Golf instructors find it very fulfilling to be able to instruct these “gladiators” who refuse to quit when others would have given up long ago. Society may have deemed them disabled and attempted to marginalize them, but their indomitable spirit and positive mental attitude often make these individuals unforgettable. The challenges that the participants face also often provides a unique test of an instructor’s teaching and communication ability. And at the end of the day, students and teachers leave the course with mutual admiration, genuine appreciation, and a big smile on their face.
“I knew years ago that golf was more than just a game, but I never imagined the impact that on-going adaptive golf programs could have for so many people. It is very fulfilling to see many of the participants in the program regain a sense of freedom and optimism by attending the clinics. It is thrilling for me personally to be able to provide someone with the gift of golf. And I think all of the instructors and volunteers in Adaptive Golf and PGA HOPE feel the same way.”

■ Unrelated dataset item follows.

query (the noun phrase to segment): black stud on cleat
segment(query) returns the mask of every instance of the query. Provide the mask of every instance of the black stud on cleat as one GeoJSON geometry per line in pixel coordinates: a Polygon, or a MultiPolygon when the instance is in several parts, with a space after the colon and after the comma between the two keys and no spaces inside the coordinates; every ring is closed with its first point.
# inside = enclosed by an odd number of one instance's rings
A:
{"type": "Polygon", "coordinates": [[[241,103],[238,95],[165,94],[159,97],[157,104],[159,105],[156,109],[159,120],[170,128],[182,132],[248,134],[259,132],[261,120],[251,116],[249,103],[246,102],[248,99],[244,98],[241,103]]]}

Meet one of Rich’s clients and friends, Fred Gutierrez. Rich has worked with Fred to help him improve his gain through golf but also his way of life. Fred’s incredible story was covered by Al Tays in his ‘The Challenged Tour’ segment on the Golf Channel, below…
If you would like to get involved in the adaptive golf movement, either as a participant, instructor or volunteer, I would encourage you to join our Golf Therapy…Using Golf to Overcome Injuries, Illnesses and Challenges group on Facebook or email me at firstname.lastname@example.org.
This group currently has nearly 5,000 members and has become a resource for connecting individuals with groups. As the group name implies, the page also highlights inspirational stories about individuals with the indomitable spirit that have improved the quality of their lives through golf as a form of therapy. It is amazing to see what can happen when a community lead by PGA Professionals, physical therapists and concerned citizens wraps their arms around these individuals and lends a helping hand.
Golf truly has the power to change people’s lives.